Created 04-02-2017 09:25 AM
I have a hive managed table which is partitioned by country. Now I have inserted data for different countries--> India, Japan, China. Total count of records in hive table is 1000. I have truncated a particular partition say for example I have truncated Japan partition, now the count of rows is reduced to 700. Then If I run the query select distinct country from mytable it displays India,China and Japan even i have no data in the partition country=Japan. I have checked the hadoop file location as well and there are no files underneath the partition. But the distinct of the partitioned column displays Japan as well which should not be. Distinct values of table should return based on the data available on the partitioned folder created in hdfs and no the folder name in HDFS.
Created 04-02-2017 11:54 AM
Truncating the partition will not remove the partition metadata. To remove the metadata for all partitions you'll want to issue the CASCADE statement in an ALTER TABLE statement. This should remove the column metadata for all partitions.

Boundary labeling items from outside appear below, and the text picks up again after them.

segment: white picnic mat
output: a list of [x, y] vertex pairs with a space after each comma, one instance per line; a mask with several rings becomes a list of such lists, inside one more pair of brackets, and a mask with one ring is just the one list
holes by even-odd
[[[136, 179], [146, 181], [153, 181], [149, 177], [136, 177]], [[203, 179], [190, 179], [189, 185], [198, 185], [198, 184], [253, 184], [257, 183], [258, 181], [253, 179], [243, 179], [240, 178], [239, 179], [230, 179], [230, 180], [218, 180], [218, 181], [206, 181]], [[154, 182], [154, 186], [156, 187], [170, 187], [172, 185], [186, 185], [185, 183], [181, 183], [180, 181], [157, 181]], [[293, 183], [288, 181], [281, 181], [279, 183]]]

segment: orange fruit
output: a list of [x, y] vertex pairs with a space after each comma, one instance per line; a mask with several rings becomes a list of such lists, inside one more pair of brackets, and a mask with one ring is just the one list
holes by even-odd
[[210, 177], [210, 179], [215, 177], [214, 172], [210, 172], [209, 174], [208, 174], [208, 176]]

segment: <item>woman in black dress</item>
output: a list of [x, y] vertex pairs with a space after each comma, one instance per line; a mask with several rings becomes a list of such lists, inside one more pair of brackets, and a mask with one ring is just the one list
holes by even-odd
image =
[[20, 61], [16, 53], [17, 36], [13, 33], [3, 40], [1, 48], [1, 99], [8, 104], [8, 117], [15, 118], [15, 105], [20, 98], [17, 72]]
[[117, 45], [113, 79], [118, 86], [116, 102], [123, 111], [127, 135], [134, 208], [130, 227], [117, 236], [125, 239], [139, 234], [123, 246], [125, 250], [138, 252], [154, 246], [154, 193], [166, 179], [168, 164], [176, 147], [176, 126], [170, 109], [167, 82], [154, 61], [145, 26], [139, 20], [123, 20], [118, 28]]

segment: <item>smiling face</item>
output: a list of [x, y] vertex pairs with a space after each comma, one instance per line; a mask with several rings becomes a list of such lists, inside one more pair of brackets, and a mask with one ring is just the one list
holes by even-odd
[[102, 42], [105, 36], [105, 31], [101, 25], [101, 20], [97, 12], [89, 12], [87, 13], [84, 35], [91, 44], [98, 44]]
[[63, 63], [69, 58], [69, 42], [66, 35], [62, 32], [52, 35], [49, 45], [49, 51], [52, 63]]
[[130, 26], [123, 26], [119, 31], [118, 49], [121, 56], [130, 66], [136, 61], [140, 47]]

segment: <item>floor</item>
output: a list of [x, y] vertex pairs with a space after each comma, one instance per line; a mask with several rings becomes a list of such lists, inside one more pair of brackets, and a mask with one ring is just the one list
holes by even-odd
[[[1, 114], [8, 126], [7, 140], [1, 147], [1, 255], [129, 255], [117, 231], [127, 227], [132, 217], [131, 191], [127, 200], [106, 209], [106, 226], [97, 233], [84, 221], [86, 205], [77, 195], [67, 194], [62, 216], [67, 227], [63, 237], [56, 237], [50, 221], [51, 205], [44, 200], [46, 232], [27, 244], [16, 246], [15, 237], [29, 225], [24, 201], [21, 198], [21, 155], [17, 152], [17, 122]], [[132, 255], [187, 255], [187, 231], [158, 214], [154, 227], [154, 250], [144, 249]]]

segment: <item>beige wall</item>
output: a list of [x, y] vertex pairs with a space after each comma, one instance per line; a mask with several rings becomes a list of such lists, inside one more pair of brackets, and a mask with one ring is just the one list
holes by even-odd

Created 04-02-2017 11:54 AM
Truncating the partition will not remove the partition metadata. To remove the metadata for all partitions you'll want to issue the CASCADE statement in an ALTER TABLE statement. This should remove the column metadata for all partitions.
Created 04-02-2017 01:56 PM
Thanks @Scott Shaw. Does it mean I have to update the metadata each time after I truncate the partition? Even if the metadata exists it should not display wrong results. In my case select distinct country from mytable should display only India.